SPACE WIRE
Rescued POW Jessica Lynch returns to United States
WASHINGTON (AFP) Apr 13, 2003
Jessica Lynch, the US soldier dramatically rescued from Iraqi captivity, arrived back in the United States Saturday.

Private Lynch, 19, has become something of national hero in the United States. Her return to Andrews airbase, just outside Washington, was broadcast live on many television channels.

She arrived on board a C-17 military transport aircraft from the US airbase in Ramstein, Germany along with 50 other wounded US troops and their families and friends.

Iraqi forces ambushed Lynch's company which had taken a wrong turn near the southern city of Nasiriyah on March 23.
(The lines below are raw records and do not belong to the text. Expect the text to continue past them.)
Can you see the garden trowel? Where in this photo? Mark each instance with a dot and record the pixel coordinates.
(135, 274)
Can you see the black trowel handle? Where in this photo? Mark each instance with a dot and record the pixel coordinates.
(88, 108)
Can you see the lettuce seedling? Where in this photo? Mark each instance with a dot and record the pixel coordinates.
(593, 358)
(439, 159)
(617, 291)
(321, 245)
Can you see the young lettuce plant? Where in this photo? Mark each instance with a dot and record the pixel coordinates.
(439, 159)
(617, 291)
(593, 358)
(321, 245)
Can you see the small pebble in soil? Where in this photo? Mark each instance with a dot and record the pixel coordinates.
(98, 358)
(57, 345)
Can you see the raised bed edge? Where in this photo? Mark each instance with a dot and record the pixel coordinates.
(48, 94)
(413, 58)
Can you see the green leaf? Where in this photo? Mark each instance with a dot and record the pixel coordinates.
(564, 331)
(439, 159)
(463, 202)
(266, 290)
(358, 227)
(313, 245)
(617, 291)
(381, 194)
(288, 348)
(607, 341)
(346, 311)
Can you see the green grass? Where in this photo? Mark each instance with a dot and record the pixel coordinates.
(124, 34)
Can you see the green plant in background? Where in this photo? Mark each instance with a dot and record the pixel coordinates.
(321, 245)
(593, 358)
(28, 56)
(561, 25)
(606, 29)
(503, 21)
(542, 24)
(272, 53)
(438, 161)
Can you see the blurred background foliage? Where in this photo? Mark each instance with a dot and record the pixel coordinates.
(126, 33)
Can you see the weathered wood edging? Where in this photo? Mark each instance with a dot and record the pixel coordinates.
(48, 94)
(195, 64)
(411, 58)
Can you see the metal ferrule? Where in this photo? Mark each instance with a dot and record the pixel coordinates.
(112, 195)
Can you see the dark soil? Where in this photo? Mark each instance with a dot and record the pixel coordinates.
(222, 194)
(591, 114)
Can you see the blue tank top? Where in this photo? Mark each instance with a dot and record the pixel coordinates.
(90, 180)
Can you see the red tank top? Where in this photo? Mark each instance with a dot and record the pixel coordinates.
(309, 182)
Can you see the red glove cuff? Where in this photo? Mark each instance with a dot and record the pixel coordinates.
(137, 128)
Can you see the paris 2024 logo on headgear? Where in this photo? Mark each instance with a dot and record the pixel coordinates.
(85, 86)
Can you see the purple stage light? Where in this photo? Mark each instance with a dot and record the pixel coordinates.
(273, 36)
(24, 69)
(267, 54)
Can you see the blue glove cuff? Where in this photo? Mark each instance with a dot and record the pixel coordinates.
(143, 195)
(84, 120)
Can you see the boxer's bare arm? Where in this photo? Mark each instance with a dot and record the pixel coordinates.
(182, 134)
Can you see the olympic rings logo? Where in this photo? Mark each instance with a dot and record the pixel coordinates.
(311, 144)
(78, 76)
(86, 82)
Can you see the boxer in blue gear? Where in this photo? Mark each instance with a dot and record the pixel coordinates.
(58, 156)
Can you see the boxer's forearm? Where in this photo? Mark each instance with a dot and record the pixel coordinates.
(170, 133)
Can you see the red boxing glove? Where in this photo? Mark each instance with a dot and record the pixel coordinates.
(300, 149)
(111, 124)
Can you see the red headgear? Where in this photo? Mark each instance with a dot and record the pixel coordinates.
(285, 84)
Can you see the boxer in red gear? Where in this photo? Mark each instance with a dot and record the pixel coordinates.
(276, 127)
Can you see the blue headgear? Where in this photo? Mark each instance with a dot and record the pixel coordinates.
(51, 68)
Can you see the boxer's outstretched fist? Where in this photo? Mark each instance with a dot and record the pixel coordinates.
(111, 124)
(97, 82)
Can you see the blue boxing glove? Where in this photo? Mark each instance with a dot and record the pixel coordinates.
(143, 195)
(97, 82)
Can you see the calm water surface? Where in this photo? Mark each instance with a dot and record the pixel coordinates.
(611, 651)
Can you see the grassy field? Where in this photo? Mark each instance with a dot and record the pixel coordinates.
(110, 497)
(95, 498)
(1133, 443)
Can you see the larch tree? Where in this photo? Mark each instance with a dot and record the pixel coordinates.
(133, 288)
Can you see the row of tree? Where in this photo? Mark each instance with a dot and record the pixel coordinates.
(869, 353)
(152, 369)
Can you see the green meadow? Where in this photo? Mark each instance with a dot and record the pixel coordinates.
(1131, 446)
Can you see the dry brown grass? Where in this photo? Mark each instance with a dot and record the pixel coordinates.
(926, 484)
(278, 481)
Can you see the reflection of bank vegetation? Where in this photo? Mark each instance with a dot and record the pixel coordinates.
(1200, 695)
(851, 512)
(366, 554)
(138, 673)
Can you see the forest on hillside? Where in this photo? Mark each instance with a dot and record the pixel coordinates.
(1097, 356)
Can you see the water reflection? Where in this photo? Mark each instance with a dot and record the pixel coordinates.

US special forces rescued her on April 1 from hospital after an apparent tipoff from an Iraqi. There, they found the bodies of eight of her comrades who had initially been listed as missing in action.

Following her dramatic rescue, Lynch was taken for treatment to the biggest US military hospital outside the United States at Landstuhl, Germany, where she was joined a week ago by her family from the town of Palestine, West Virginia.

Colonel David Rubenstein, the military commander at the Landstuhl medical center, said Lynch had undergone operations for multiple injuries.

They included fractures to her right arm, both legs, her right foot and her right ankle, as well as head and spinal injuries, but not gunshot or knife wounds.

Now back in the United States, Lynch will convalesce at Walter Reed Army Medical Center in Washington, where she will also receive psychological support.